Mr. Worley said adoption of the Kenwood Records Repository has been going strong in fields such as insurance, mortgage lending and human resources, in which records retention and searchability are of high importance.

The data resides in a highly secure data center in Altoona, Mr. Worley said, but customers can retrieve it anywhere they have an Internet connection. “We’re all about letting our customers view their images 24/7 in a secure setting,” Mr. Worley said.

Kenwood Records Management still offers a spectrum of more traditional records storage offerings, including high-security physical storage at a warehouse in Cedar Rapids, and the conversion of microfilm to digital formats.

Cloud-worthy data
With the growing interest in cloud storage, the question of what records belong on the cloud is being asked more frequently.

Mr.
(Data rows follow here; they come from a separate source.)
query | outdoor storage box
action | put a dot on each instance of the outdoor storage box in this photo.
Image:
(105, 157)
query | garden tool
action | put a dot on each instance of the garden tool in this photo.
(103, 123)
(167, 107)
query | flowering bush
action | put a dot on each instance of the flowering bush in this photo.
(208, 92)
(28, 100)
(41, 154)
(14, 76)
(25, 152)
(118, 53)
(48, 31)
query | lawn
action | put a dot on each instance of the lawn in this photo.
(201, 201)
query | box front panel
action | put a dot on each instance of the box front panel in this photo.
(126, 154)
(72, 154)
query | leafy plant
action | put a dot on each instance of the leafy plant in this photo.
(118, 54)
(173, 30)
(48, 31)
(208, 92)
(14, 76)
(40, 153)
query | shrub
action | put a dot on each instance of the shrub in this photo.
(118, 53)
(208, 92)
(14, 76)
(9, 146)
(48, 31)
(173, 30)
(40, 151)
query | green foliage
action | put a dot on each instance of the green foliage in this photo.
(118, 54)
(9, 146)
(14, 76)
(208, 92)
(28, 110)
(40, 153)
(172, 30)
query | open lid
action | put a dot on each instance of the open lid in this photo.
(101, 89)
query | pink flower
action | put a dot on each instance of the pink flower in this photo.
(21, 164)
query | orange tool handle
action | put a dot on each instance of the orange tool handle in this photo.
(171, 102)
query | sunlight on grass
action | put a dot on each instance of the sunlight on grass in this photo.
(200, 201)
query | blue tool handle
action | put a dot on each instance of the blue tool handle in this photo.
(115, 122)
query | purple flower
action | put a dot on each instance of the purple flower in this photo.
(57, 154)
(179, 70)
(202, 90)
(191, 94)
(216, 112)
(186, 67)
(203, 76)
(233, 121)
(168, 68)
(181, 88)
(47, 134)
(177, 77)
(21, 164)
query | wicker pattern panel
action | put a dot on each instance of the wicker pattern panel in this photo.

Worley says it often boils down not just to security – which can be achieved with paper records – but to the frequency with which records may have to be accessed and by whom. If a document is accessed frequently or may require use by multiple departments in different locations, Mr. Worley said it’s easier to justify the investment in putting the document in searchable cloud storage.

“It can save a lot of footsteps and labor internally tracking down original forms and having them transmitted by interoffice mail,” Mr. Worley said. On the other hand, Mr. Worley said some documents must be retained primarily for regulatory or legal reasons, with a low likelihood that retrieval will be necessary. Keeping them securely warehoused in boxes searchable by barcodes can be an effective and economical solution.

Reprinted from Corridor Business Journal. By Dave DeWitte.